The weather is the subject on the tip of everyone’s tongue just now following violent floods over the last week in the Czech Republic. Forecasters warn that there is still a risk of storms causing more deaths and damage. But just how exceptional has the recent weather been and is climate change partly to blame?

Photo: CTK
The violent storms of the last week that caused at least 13 deaths and billions of crowns of damage in the Czech Republic has everyone focused on the weather. With water levels continuing high in many parts of the country there is still a threat that floods could return to areas already hit or strike new regions. Away from the floods, even businesses and those not hit directly hit are complaining of the wash out summer so far.

The Czech Meteorological Institute has been monitoring water levels and the highly localised and violent storms that have been a characteristic of the latest floods. On the institute’s flood map of the Czech Republic flooded and high risk rivers are only dozens of kilometres away from rivers running at drought levels.

The specificity and violence of the latest floods sets them apart from the continuing downpour that caused the massive floods in August 2002 and the combination of the meltdown of snow and rain that fuelled the Spring floods of 2006. The institute’s Jan Pavlík says this month’s floods have been exceptional.

Photo: CTK
“Every summer we have a similar situation to this year. But this June the situation is a little stronger and we have stronger flash floods than usual and for a longer period than usual”

Mr Pavlík says higher temperatures this summer - around 2 degrees Celsius warmer than the average – have helped fill rain clouds and fuelled the heavy downpours. With up to 10 centimetres of rain falling at one time, these have transformed mild streams into violent torrents.
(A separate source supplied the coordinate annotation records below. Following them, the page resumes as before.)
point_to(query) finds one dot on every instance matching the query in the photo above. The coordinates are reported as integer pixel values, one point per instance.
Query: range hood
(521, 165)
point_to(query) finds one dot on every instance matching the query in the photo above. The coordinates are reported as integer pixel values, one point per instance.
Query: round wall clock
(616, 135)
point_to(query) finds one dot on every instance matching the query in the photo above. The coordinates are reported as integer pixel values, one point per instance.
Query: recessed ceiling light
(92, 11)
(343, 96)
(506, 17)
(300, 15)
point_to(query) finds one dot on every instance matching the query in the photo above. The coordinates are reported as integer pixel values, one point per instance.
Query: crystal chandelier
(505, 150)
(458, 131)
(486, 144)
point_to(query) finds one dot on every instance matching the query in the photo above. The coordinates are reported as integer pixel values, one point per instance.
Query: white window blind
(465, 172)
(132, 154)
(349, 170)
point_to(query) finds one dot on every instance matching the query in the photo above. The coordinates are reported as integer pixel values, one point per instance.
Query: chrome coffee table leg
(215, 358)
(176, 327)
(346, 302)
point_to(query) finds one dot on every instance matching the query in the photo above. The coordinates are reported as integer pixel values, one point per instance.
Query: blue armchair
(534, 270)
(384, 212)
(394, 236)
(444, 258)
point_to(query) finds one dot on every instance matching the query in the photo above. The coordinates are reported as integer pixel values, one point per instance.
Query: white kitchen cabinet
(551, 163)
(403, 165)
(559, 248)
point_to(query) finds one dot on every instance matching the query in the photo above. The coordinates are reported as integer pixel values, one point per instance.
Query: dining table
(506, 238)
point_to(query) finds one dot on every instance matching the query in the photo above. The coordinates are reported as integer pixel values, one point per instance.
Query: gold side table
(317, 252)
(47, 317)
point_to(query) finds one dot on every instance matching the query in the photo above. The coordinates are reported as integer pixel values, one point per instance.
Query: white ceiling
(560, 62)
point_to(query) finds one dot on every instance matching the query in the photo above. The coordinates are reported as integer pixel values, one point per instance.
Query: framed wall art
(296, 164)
And he believes global warming is also contributing to a more violent and less predictable Czech climate.

“This is a consequence of global warming that the thunder storms are probably stronger than they would be without global warming”

The short term outlook from the institute is that the threat of storms will continue over the next couple of days before brighter weather at the weekend. While Mr Pavlík is making no forecast for the rest of the summer, he is willing to predict that the trend of unstable and violent weather can only get worse over time.